The most successful kinase inhibitors are those that directly target and inhibit the product of a mutated gene, thus affecting a specific subset of a disease. Once the mechanism of action of these drugs was known and thus eligible patients could be specifically selected, the drugs were clinically tested in specifically selected patient groups from the outset. Successful examples include imatinib in malignant gastrointestinal stromal tumors (GIST), vemurafenib in BRAF(V600E) mutant melanoma, or crizotinib in non-small cell lung cancer (NSCLC) with EML4-ALK fusion gene.
An important common characteristic of those drugs that failed or achieved approval only after an arduous and expensive path is that the mechanism of action was unknown before the start of clinical trials. Therefore, predictive profiles could not be established, patients likely to respond could not be identified a priori, and clinical trials were conducted in unselected patient populations. Current examples include IGF-1R antagonists and mTOR inhibitors.
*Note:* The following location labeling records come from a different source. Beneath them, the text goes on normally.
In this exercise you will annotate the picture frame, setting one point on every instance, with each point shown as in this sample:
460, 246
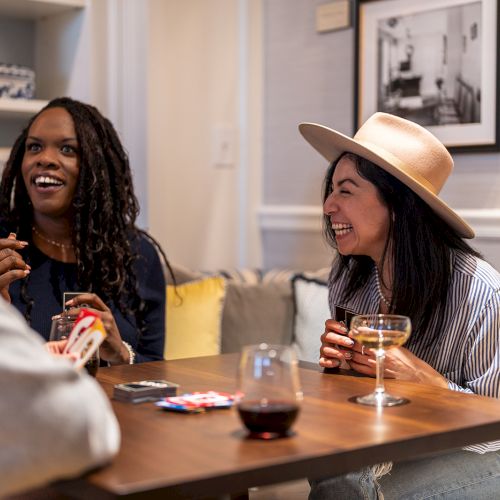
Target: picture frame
434, 62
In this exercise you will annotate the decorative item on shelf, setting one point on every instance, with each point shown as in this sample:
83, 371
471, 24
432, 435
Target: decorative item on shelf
16, 82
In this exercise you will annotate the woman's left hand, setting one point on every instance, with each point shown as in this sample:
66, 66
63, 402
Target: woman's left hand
399, 363
112, 349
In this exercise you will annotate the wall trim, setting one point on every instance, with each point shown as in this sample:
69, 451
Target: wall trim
485, 222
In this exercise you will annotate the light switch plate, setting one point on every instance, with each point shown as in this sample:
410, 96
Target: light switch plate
333, 16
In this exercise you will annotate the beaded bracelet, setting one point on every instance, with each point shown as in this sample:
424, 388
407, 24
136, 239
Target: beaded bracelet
131, 352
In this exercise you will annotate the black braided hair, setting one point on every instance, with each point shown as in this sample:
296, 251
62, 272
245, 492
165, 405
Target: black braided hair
104, 205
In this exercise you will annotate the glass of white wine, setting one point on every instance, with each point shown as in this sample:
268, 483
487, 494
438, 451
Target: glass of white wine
380, 332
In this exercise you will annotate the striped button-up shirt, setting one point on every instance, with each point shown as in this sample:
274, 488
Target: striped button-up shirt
467, 353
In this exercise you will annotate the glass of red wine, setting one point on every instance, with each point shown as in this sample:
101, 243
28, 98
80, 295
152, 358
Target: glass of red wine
60, 330
269, 395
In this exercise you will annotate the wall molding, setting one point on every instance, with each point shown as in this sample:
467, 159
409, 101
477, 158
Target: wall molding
485, 222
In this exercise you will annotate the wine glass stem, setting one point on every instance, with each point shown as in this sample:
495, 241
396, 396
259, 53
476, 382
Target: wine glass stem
379, 385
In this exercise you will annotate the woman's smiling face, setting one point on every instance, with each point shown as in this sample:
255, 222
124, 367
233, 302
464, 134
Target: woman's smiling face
357, 214
51, 163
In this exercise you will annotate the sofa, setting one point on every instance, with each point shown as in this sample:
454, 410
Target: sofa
221, 311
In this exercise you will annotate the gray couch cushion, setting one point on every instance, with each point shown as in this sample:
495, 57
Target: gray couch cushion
255, 313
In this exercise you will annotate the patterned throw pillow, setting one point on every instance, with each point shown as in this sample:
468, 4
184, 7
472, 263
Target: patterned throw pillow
194, 313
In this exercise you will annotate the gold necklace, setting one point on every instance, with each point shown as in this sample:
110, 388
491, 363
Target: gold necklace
52, 242
379, 289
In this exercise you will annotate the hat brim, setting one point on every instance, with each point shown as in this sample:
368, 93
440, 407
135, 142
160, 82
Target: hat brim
331, 145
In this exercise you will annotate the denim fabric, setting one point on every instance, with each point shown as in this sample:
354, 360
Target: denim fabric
461, 475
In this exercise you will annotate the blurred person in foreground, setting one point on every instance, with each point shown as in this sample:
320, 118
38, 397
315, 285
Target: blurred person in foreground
402, 250
56, 422
68, 224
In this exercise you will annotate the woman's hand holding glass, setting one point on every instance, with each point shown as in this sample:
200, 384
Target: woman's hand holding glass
112, 349
12, 265
337, 349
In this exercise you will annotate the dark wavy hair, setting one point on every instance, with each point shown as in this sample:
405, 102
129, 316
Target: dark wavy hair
104, 205
420, 242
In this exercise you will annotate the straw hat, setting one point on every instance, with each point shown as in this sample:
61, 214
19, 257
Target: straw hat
406, 150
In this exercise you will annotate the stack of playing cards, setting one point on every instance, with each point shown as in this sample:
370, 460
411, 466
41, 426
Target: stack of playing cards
197, 402
145, 390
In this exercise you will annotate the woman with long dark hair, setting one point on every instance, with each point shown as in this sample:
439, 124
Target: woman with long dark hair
402, 251
68, 214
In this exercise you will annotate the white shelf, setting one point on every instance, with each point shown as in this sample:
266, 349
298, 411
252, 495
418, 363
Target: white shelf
36, 9
20, 108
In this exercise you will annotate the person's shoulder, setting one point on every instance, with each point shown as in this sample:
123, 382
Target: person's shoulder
476, 269
149, 253
5, 228
146, 246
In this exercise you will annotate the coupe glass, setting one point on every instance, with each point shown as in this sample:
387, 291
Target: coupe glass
379, 332
61, 328
268, 396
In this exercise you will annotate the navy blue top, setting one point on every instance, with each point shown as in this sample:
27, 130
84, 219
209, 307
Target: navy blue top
49, 278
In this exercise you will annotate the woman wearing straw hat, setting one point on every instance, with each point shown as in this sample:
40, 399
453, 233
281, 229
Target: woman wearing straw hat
402, 250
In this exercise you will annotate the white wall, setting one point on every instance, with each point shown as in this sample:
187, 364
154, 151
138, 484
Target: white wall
193, 88
199, 73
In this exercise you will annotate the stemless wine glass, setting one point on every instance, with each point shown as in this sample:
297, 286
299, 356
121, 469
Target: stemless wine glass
61, 328
379, 332
268, 396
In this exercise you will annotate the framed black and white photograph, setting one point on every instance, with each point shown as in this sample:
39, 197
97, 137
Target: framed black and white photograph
433, 62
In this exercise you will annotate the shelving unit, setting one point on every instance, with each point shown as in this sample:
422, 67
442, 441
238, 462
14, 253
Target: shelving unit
20, 108
53, 27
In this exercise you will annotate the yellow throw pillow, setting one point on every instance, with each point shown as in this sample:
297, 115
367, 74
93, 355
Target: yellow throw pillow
194, 316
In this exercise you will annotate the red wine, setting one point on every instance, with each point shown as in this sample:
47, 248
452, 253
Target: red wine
275, 417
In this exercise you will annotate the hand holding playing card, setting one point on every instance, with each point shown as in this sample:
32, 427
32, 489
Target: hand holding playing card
86, 336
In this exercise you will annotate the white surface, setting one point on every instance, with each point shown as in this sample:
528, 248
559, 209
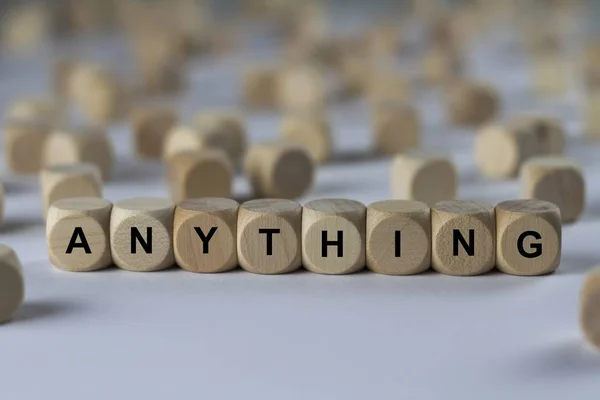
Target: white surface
174, 334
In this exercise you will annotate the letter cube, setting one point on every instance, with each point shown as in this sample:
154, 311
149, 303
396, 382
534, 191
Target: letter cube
141, 234
77, 234
463, 237
528, 237
269, 236
333, 236
398, 237
204, 234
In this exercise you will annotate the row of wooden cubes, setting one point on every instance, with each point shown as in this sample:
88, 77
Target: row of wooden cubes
328, 236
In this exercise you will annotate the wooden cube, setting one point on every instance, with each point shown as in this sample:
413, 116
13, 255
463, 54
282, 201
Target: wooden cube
150, 126
471, 103
589, 308
398, 237
528, 237
556, 179
223, 130
311, 130
333, 236
203, 173
24, 141
463, 237
259, 87
279, 170
69, 180
77, 234
204, 235
141, 234
269, 236
12, 285
80, 145
396, 128
425, 177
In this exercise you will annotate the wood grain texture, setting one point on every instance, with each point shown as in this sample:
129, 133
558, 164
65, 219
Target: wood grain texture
202, 173
528, 237
80, 145
474, 223
589, 307
153, 215
311, 130
279, 170
24, 141
149, 127
12, 284
77, 234
269, 236
425, 177
411, 254
471, 103
332, 220
396, 128
220, 252
556, 179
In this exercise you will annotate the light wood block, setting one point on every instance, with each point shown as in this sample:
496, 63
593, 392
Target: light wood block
24, 141
203, 173
398, 237
149, 127
12, 284
279, 170
500, 150
528, 237
425, 177
69, 180
333, 236
269, 236
589, 308
311, 130
77, 234
204, 235
80, 145
259, 87
463, 237
471, 103
141, 234
223, 130
396, 128
556, 179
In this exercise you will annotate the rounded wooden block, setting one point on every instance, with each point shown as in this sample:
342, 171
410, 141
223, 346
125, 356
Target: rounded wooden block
500, 150
269, 236
555, 179
141, 232
333, 236
150, 126
589, 308
69, 180
471, 103
204, 235
224, 131
24, 141
398, 237
528, 237
396, 128
203, 173
310, 130
12, 285
463, 237
423, 177
85, 145
77, 234
279, 170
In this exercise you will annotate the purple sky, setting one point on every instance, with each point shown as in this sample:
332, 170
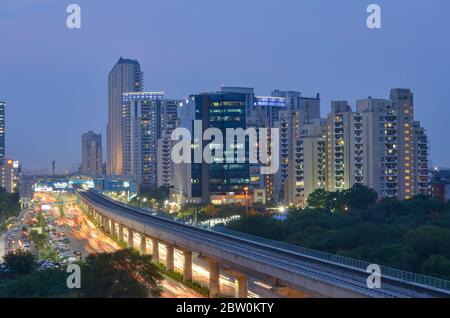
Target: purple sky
54, 79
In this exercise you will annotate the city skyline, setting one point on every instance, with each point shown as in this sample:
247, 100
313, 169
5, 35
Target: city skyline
82, 89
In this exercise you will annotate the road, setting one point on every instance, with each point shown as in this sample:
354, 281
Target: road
88, 239
85, 237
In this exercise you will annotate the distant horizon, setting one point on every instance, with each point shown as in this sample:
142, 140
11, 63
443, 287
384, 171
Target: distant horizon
54, 80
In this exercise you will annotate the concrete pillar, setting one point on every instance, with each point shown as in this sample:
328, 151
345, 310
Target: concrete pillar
120, 232
187, 266
155, 250
143, 248
240, 285
169, 257
130, 238
214, 276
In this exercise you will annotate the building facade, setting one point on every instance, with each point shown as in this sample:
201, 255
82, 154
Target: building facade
126, 76
141, 113
91, 154
10, 175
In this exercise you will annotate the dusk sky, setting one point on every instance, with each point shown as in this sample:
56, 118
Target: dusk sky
54, 79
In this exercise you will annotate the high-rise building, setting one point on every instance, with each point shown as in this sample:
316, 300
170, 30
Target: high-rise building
126, 76
379, 145
216, 182
339, 147
2, 129
167, 122
300, 114
141, 124
10, 175
91, 154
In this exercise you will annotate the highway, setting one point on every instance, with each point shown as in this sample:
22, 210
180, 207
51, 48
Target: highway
336, 275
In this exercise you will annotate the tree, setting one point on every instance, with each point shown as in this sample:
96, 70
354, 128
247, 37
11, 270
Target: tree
318, 199
20, 262
358, 197
123, 274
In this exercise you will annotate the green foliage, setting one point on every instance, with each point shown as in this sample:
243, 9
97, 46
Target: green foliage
357, 197
199, 288
124, 274
408, 235
20, 262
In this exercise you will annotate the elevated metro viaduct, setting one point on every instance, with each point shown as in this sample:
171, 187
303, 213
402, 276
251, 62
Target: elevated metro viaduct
314, 276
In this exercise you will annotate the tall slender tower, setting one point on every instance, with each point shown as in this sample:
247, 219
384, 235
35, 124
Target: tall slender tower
126, 76
91, 154
2, 129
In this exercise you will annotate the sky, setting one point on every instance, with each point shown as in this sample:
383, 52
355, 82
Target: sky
54, 79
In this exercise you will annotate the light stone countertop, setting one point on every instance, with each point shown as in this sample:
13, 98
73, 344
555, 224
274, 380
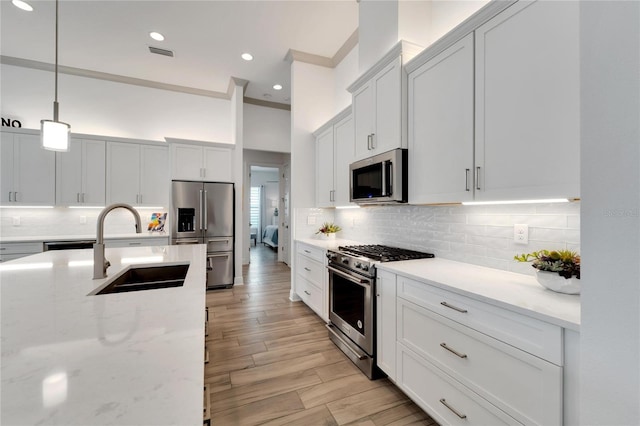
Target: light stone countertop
35, 238
516, 292
134, 358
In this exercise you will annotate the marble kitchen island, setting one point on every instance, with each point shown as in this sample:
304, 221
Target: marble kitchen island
133, 358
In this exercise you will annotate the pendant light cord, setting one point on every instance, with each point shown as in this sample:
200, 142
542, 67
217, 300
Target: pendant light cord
55, 101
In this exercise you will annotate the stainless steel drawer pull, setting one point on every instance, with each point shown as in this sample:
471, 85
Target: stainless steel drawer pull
453, 410
455, 308
453, 351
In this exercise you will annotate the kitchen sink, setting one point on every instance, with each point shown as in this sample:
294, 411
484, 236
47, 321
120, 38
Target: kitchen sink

“The most important lesson of these studies, then, is the utility and need to uncover in preclinical settings the exact mechanism of action of the drug under investigation and to identify predictive markers before large clinical trials are initiated. If the mechanism is unknown, it remains questionable whether the particular drug should enter the development process. Especially because this requires an extremely large amount of resources and money that could be better spent on other compounds to be tested. If a drug with an unknown mechanism of action is nevertheless already in development, adaptive designs can be used. For example, biomaterial collection is essential to retrospectively uncover predictive profiles, as was the case with EGFR kinase inhibitors in NSCLC,” Dr. Sleijfer concluded.
Source: “Optimal use of Targeted Kinase Inhibitors (TKIs),” Symposium at ESMO Congress, September 27 – October 1, 2013, Amsterdam.
InFo ONCOLOGY & HEMATOLOGY 2014; 2(1): 45-47.